Blumenthal, J. A., Emery, C. F., Madden, D. J., Coleman, R. E., Riddle, M. W., Schniebolk, S., et al. (1991). Effects of exercise training on cardiorespiratory function in men and women older than 60 years of age. American Journal of Cardiology, 67, 633-639.
Evan, W.K., Michael, J.H., Douglas, L.,& Crowell, M.S.(1999). Recommending Exercise to Healthy Older Adults: The Preparticipation Evaluation and Exercise Prescription. The Physician and Sportsmedicine. 27(11),42.
Federal Interagency Forum on Aging-Related Statistics. (2000, August).
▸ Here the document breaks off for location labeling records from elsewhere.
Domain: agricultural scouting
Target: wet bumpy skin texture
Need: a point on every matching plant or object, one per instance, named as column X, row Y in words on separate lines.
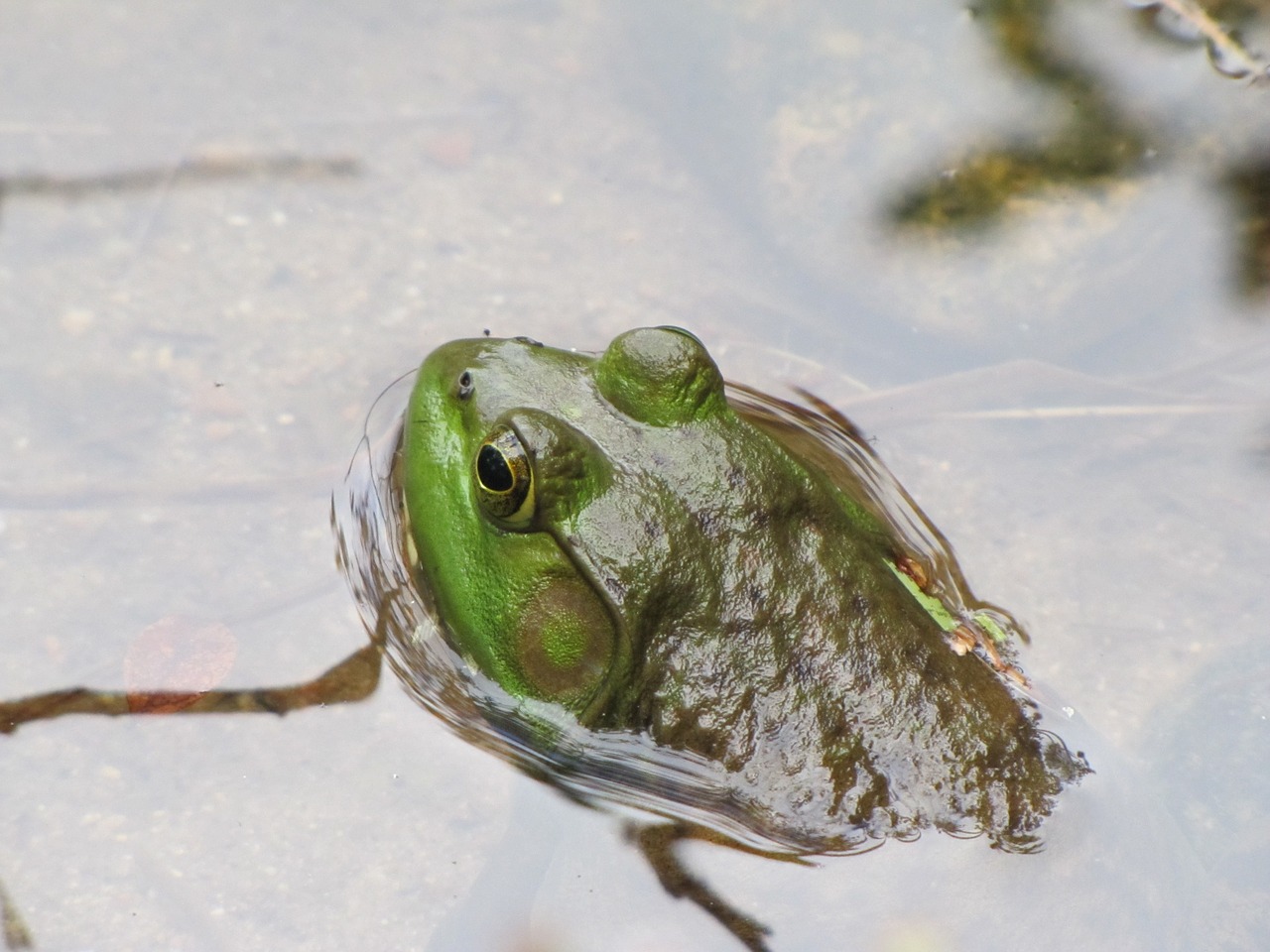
column 610, row 535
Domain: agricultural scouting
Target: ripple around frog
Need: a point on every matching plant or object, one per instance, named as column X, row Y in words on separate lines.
column 622, row 771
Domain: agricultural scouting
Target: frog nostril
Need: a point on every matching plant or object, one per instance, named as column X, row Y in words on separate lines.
column 465, row 385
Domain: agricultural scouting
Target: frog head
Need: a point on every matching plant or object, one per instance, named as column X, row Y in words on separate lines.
column 532, row 480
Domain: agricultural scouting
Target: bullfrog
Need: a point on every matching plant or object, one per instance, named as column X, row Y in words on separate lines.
column 610, row 535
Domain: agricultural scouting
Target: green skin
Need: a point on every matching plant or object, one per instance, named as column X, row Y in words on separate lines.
column 610, row 535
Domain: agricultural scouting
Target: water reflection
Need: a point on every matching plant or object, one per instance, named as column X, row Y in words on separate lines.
column 198, row 171
column 1098, row 137
column 1247, row 186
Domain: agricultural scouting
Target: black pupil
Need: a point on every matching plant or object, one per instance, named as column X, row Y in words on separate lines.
column 493, row 471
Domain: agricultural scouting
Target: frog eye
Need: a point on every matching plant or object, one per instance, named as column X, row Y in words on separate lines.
column 504, row 480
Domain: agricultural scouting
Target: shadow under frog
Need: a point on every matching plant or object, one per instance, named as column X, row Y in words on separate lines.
column 648, row 589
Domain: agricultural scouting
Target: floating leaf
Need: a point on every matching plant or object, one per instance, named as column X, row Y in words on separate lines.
column 181, row 657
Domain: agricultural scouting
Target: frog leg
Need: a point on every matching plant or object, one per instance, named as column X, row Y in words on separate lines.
column 350, row 680
column 657, row 843
column 16, row 933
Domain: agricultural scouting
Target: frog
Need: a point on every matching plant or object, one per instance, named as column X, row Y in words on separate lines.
column 612, row 535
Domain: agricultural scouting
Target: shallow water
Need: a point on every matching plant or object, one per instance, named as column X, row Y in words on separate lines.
column 223, row 229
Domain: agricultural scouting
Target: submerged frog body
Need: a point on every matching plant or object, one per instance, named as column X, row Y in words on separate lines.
column 608, row 534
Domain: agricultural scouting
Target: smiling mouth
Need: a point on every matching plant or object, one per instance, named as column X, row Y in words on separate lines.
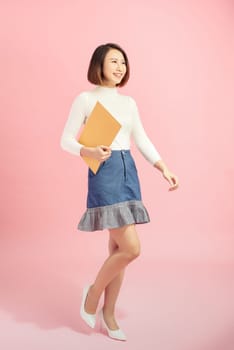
column 118, row 75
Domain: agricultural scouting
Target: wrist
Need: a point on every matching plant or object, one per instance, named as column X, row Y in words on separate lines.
column 86, row 151
column 160, row 165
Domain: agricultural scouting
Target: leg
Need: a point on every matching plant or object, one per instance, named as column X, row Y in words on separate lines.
column 128, row 244
column 112, row 291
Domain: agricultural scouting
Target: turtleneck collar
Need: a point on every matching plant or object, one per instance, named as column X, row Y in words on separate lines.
column 106, row 89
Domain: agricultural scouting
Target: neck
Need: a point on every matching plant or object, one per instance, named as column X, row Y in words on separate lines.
column 107, row 89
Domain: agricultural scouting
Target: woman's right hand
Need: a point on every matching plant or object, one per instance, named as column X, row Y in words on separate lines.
column 101, row 153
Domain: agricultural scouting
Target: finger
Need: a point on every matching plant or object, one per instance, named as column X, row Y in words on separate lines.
column 105, row 148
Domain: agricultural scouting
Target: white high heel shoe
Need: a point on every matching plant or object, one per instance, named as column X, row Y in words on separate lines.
column 90, row 319
column 117, row 334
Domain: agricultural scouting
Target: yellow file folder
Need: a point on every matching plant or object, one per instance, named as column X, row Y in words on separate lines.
column 100, row 129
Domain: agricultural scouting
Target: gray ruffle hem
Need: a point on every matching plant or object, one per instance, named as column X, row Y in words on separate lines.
column 113, row 216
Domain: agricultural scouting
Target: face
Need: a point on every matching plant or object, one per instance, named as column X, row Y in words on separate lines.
column 114, row 68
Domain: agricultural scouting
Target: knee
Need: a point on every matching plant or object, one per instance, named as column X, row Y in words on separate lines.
column 133, row 253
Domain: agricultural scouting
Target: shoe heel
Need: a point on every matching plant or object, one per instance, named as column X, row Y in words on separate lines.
column 117, row 334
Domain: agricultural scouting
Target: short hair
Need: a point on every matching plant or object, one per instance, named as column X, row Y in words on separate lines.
column 95, row 71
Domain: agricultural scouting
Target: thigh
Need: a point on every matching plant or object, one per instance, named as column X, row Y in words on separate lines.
column 126, row 238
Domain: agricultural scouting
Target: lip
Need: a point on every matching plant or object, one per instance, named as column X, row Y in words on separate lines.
column 118, row 75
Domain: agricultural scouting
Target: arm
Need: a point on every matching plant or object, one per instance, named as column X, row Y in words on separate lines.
column 149, row 151
column 68, row 141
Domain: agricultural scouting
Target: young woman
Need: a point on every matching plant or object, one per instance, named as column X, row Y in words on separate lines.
column 114, row 196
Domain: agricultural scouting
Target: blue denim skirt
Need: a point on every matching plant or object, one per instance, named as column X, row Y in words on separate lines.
column 114, row 195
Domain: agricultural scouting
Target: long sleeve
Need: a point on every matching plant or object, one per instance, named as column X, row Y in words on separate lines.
column 141, row 139
column 68, row 141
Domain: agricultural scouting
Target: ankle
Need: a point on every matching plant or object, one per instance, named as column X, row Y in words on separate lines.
column 108, row 312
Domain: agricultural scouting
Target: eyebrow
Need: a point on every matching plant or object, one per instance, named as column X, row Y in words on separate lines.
column 114, row 58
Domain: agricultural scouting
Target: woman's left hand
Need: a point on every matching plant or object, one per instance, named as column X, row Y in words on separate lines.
column 172, row 179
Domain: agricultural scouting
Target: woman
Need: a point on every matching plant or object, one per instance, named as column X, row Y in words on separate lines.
column 114, row 197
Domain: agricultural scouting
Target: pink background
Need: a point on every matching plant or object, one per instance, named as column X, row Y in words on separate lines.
column 181, row 55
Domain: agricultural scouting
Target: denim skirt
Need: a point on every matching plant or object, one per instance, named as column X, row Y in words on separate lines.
column 114, row 195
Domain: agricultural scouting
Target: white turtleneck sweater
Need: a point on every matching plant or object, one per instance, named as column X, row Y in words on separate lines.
column 123, row 108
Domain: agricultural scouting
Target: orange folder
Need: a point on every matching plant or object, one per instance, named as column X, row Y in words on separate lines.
column 100, row 129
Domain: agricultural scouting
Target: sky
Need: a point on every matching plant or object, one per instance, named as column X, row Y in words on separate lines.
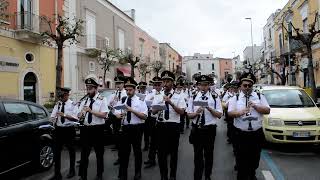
column 218, row 27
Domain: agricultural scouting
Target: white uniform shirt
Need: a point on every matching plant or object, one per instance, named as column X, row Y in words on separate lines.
column 177, row 100
column 69, row 109
column 115, row 96
column 209, row 118
column 240, row 104
column 99, row 105
column 137, row 105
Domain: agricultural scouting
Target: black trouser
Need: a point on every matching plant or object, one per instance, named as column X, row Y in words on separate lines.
column 168, row 135
column 131, row 136
column 248, row 149
column 153, row 140
column 147, row 132
column 203, row 147
column 187, row 121
column 182, row 121
column 91, row 136
column 64, row 136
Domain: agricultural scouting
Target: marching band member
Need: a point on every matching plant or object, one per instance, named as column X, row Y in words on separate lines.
column 94, row 110
column 132, row 128
column 248, row 109
column 63, row 114
column 168, row 125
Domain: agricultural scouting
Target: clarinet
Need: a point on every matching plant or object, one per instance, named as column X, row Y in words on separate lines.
column 83, row 115
column 248, row 114
column 56, row 121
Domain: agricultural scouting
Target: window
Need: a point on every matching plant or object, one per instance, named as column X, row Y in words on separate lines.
column 305, row 25
column 38, row 112
column 280, row 41
column 121, row 39
column 270, row 33
column 107, row 41
column 29, row 57
column 91, row 29
column 17, row 113
column 91, row 66
column 141, row 48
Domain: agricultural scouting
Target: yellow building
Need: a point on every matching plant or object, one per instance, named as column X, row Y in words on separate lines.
column 27, row 70
column 301, row 13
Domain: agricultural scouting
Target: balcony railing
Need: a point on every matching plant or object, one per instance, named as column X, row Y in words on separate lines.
column 94, row 42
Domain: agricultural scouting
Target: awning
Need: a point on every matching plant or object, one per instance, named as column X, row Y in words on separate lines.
column 125, row 71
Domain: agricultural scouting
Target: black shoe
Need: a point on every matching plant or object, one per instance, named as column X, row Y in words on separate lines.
column 117, row 162
column 149, row 165
column 71, row 174
column 164, row 178
column 56, row 177
column 235, row 167
column 137, row 176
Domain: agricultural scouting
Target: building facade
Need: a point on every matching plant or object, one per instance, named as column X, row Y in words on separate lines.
column 247, row 54
column 226, row 66
column 27, row 68
column 106, row 26
column 170, row 57
column 147, row 48
column 301, row 14
column 202, row 64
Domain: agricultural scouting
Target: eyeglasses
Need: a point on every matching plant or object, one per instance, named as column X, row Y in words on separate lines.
column 247, row 85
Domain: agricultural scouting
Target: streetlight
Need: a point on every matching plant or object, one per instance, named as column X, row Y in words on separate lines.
column 251, row 37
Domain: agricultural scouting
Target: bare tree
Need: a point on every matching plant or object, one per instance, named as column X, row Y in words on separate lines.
column 128, row 58
column 64, row 31
column 307, row 39
column 106, row 59
column 157, row 66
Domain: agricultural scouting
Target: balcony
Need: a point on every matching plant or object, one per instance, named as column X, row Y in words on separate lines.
column 93, row 43
column 28, row 26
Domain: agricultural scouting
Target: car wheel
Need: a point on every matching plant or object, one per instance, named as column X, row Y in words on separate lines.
column 46, row 156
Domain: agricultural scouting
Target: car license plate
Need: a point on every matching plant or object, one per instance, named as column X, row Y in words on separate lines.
column 301, row 134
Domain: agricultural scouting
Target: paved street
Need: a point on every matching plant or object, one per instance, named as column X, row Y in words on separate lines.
column 291, row 163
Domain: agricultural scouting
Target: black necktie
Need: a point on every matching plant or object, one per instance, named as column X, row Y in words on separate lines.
column 90, row 114
column 62, row 110
column 129, row 113
column 166, row 112
column 203, row 119
column 119, row 95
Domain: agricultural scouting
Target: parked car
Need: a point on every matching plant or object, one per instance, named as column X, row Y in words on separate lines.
column 294, row 116
column 25, row 136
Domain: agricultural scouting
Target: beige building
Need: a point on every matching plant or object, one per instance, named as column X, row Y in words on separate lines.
column 170, row 57
column 147, row 48
column 105, row 26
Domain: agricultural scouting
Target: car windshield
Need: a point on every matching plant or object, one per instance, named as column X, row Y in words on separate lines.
column 288, row 98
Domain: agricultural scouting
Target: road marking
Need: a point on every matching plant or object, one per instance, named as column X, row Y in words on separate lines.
column 267, row 175
column 273, row 167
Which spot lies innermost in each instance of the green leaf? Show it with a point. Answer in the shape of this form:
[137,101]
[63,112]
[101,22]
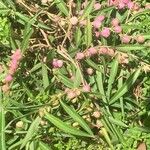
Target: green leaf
[117,122]
[67,82]
[126,48]
[125,88]
[112,75]
[44,146]
[70,111]
[62,6]
[65,127]
[31,132]
[77,81]
[25,42]
[2,128]
[88,10]
[78,35]
[45,76]
[88,33]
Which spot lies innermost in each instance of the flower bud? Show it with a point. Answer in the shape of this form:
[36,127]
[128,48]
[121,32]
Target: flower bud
[140,39]
[79,56]
[89,71]
[105,32]
[74,20]
[19,124]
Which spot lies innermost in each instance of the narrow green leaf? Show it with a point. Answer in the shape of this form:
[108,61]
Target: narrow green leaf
[65,127]
[44,146]
[2,128]
[62,7]
[112,75]
[125,88]
[117,122]
[78,35]
[77,81]
[31,132]
[67,82]
[88,33]
[76,117]
[25,42]
[126,48]
[94,65]
[88,10]
[45,76]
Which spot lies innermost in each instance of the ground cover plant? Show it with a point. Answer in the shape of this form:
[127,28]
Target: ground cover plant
[74,75]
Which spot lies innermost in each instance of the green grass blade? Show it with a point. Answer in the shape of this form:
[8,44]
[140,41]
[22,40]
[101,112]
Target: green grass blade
[112,75]
[67,82]
[45,76]
[65,127]
[125,88]
[117,122]
[77,81]
[76,117]
[88,33]
[2,129]
[88,10]
[44,146]
[62,7]
[31,132]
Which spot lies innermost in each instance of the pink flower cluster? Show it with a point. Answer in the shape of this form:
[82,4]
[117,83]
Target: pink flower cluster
[116,27]
[93,51]
[13,66]
[121,4]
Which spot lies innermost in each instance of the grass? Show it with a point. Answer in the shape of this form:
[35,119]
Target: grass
[63,106]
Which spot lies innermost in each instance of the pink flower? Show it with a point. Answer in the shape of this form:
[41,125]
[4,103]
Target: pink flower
[17,55]
[8,78]
[97,34]
[117,29]
[115,22]
[54,63]
[5,88]
[59,63]
[89,71]
[125,1]
[103,50]
[130,5]
[92,51]
[140,39]
[74,20]
[97,6]
[121,5]
[96,24]
[110,52]
[71,94]
[79,56]
[86,88]
[125,39]
[100,18]
[105,32]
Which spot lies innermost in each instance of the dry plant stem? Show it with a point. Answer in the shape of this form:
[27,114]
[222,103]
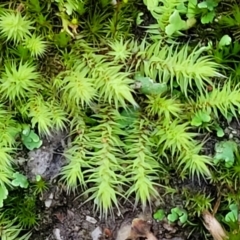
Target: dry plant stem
[139,228]
[213,226]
Older Americans 2000: Key indicators of well-being. Washington, DC: U.S. Government Printing Office.
Taylor-Piliae, R.E., Haskell, W.L.,& Sivarajan F.E.(2005). Hemodynamic responses to a community-based Tai Chi exercise intervention in ethnic Chinese adults with cardiovascular disease risk factors. Eur J Cardiovasc Nurs.
Robert ,S.M., Peter C., William J.E., Maria F., James H., Edward, M., and Jill.(1999). Exercise and Physical Activity for Older Adults. The Physician and Sportsmedicine.27(11), 115.
Stahle, A., Nordlander, R,, & Bergfeldt, L. (1999). Aerobic group training improves exercise capacity and heart rate variability in elderly patients with a recent coronary event. A randomized controlled study. European Heart Journal, 20, 1638-1646.
Singh, M. A., Ding, W., Manfredi, T. J. Solares, G. S., O’Neill, E. F., Clements, K. M., et al. (1999). Insulin-like growth factor I in skeletal muscle after weight-lifting exercise in frail elders. American journal of Physiology, 277, E135-E143.